C’est donc un pari sur les ressources éducatives que propose ce chapitre du rapport. Il souligne par exemple les vertus de l'éducation spécialisée, dont il pointe le manque de recours aujourd’hui, et qu’il appelle à développer. Mais surtout, il place le savoir relatif à ce domaine du côté des professionnels de terrain. C’est ainsi qu’au sujet des paradoxes qui s’observent aujourd’hui dans les effets de l’inclusion, il soutient que « les expériences d’inclusion réussies semblent toujours l’œuvre de bricolages et d’invention in situ. D’où la nécessité de privilégier la créativité des professionnels et des équipes plutôt que d’abonder les recommandations standardisées ou les réponses stéréotypées ». Et d’ajouter : « Ces bricolages se fondent sur la réactualisation des savoir-faire pédagogiques et sur la mise au travail de collectifs pensants ».

Enfin, ce chapitre du rapport nous renvoie à ce que tout éducateur et même tout parent a pu un jour mesurer dans son expérience propre : « les situations de crise ne sont généralement pas provoquées par des raisons médicales ou biologiques, mais par une demande, un événement, un “non”, un sentiment de frustration… qui demandent des éducateurs qu’ils inventent le geste éducatif adapté à la situation ».

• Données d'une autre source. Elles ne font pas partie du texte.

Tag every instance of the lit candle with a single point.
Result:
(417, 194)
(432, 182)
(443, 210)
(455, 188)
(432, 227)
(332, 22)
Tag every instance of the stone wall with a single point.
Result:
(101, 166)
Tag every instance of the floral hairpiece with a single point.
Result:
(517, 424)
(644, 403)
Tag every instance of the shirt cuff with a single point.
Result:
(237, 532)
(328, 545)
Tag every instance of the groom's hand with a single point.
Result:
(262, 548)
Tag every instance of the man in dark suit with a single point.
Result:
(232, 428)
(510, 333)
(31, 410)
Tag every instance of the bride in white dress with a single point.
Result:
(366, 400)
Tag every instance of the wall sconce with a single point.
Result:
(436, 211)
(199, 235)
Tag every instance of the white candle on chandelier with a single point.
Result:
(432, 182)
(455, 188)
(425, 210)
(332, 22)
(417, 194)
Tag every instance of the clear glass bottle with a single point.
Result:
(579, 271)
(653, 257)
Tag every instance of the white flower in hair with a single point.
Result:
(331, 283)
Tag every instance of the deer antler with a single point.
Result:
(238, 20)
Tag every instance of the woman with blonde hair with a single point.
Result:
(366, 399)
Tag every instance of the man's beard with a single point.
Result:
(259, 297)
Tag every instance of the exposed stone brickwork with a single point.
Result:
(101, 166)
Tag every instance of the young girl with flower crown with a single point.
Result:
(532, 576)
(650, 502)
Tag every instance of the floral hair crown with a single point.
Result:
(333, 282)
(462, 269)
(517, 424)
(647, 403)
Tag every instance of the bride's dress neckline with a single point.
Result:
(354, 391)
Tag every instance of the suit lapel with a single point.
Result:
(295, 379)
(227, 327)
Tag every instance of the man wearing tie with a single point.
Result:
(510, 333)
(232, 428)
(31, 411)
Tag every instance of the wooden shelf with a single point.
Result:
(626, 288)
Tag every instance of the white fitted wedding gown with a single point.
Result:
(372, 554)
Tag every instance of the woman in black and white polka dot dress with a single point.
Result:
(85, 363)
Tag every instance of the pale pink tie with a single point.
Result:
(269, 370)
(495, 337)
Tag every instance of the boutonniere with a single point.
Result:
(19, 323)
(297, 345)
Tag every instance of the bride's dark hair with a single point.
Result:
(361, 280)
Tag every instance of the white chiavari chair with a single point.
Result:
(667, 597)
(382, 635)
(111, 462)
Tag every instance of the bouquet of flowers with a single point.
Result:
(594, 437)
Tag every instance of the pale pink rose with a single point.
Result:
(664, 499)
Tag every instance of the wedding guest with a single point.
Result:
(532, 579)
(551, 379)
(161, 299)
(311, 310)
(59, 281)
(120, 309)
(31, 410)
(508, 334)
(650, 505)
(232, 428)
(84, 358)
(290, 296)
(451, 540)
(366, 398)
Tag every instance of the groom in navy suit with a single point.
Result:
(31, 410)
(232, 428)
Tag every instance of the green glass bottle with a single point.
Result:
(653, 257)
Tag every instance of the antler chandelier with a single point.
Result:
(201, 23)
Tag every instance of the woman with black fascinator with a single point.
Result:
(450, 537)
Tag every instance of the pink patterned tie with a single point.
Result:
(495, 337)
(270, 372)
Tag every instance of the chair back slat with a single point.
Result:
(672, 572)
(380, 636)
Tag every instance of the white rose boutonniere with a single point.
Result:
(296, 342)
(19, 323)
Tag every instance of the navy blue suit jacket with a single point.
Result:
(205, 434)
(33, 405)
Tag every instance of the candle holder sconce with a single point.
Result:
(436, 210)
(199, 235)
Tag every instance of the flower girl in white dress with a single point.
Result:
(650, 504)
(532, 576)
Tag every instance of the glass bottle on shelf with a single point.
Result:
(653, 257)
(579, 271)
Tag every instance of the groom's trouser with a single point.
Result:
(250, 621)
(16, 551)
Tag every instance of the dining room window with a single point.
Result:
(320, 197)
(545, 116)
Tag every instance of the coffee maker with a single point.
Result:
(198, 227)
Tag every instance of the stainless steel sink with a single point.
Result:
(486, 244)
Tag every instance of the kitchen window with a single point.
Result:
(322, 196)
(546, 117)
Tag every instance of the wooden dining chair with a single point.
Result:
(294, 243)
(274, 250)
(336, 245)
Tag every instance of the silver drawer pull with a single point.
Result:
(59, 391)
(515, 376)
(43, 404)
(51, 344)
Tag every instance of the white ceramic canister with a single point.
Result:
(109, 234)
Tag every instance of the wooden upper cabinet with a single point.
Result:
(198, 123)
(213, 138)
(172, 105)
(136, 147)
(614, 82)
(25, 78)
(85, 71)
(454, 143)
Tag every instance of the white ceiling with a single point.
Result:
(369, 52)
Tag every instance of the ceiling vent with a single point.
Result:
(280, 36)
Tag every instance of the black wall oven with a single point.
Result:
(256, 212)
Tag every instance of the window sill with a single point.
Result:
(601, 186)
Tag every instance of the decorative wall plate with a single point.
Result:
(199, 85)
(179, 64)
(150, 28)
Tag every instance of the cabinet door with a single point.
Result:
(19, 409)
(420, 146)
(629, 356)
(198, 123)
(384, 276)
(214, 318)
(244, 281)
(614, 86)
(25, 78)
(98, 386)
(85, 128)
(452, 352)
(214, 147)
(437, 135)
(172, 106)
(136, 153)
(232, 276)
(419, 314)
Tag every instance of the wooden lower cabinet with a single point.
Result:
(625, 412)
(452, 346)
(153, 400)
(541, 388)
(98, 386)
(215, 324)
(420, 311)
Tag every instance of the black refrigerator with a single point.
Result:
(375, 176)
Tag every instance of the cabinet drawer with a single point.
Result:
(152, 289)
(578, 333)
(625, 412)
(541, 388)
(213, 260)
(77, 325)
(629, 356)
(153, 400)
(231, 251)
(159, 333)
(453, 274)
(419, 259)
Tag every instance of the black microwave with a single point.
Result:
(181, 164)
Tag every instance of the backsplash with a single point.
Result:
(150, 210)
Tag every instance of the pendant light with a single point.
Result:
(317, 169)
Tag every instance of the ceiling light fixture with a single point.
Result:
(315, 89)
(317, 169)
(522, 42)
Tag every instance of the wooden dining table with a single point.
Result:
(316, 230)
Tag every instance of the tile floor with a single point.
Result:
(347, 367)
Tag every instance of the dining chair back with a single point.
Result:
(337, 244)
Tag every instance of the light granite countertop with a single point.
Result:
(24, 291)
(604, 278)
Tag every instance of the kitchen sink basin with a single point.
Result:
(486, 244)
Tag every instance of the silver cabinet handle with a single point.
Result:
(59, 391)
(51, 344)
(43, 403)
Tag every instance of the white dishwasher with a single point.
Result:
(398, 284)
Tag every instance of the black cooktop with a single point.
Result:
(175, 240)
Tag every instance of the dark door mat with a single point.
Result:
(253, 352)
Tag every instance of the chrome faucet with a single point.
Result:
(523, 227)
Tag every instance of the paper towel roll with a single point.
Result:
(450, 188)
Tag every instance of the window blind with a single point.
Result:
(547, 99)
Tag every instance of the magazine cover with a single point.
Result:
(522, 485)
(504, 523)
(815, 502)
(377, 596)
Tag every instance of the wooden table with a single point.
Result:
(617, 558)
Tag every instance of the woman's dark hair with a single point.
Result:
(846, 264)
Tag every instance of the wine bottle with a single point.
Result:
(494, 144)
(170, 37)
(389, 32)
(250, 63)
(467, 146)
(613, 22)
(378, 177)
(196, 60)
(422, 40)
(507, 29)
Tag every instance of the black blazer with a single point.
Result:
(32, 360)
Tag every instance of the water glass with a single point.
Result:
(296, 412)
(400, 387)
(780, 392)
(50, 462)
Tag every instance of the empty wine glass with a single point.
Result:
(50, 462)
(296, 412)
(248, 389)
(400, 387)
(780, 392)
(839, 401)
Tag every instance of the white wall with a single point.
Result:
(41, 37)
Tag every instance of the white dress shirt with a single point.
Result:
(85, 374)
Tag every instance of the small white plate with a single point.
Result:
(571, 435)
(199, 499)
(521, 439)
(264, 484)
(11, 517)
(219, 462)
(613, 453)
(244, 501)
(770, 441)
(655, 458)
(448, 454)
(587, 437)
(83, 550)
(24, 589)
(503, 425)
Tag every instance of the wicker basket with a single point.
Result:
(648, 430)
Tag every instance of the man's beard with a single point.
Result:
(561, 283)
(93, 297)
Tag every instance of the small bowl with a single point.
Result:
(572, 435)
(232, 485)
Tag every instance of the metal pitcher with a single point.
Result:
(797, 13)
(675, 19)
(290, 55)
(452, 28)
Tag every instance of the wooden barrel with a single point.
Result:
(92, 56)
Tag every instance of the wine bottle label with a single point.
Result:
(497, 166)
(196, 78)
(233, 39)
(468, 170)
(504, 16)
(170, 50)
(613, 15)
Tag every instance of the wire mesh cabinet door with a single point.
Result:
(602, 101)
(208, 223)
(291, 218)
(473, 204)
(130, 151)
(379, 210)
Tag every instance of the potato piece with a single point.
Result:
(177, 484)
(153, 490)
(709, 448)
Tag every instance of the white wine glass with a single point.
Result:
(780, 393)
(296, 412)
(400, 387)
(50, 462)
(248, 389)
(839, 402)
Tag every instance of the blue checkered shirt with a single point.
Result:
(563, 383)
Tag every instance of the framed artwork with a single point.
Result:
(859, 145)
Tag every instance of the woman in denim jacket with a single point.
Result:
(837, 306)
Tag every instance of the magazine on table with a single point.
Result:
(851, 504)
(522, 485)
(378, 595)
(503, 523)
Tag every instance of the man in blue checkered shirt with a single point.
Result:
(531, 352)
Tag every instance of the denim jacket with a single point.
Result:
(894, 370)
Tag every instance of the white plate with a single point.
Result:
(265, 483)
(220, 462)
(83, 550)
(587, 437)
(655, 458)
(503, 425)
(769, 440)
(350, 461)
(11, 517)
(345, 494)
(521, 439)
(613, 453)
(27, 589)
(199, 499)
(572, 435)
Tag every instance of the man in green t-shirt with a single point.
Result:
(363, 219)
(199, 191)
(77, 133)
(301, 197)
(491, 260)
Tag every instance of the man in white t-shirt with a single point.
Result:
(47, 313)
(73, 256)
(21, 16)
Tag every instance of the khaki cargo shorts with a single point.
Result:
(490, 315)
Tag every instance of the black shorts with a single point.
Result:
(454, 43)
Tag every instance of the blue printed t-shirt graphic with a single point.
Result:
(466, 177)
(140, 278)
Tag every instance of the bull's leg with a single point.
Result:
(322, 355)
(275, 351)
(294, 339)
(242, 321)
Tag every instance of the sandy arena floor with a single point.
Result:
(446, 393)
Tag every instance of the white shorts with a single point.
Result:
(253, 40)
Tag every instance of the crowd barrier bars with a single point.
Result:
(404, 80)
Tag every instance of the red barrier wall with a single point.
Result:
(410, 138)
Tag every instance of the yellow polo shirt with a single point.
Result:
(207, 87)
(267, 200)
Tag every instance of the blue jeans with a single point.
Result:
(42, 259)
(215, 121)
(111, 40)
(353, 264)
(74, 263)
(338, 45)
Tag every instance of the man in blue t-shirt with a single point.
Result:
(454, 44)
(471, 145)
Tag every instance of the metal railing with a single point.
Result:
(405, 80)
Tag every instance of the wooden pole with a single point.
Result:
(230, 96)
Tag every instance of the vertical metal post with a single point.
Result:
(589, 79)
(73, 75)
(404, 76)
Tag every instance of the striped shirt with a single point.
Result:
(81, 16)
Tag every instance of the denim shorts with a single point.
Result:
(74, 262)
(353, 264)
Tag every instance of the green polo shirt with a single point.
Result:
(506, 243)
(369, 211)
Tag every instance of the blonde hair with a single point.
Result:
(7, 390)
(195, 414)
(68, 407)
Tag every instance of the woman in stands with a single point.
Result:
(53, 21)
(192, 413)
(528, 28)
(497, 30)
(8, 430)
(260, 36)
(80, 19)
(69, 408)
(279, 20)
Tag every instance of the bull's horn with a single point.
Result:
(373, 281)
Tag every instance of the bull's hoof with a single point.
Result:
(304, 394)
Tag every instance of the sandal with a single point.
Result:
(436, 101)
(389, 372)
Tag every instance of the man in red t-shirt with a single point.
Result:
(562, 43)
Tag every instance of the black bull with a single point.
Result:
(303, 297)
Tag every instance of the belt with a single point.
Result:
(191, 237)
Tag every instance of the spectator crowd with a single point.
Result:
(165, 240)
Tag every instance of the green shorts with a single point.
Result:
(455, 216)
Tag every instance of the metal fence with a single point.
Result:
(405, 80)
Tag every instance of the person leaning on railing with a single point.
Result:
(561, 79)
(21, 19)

Au-delà des protocoles standards et des étiquettes diagnostiques donc, le HCFEA nous invite à la pensée et l’invention en matière d’éducation !

[1] Caisse Nationale d’Assurance Maladie. [2] Agence Nationale de Sécurité du Médicament et des produits de santé. [3] Groupement d’Intérêt Scientifique constitué fin 2018 par l’ANSM et la Cnam, qui réalise, pilote et coordonne des études de pharmaco-épidémiologie pour éclairer les pouvoirs publics dans la prise de décision et qui répond à la demande croissante d’études basées sur les données complexes et massives du Système national des données de santé (SNDS). [4] Houssaye J., Quinze pédagogues : idées principales et textes choisis, Paris, Fabert, 2012.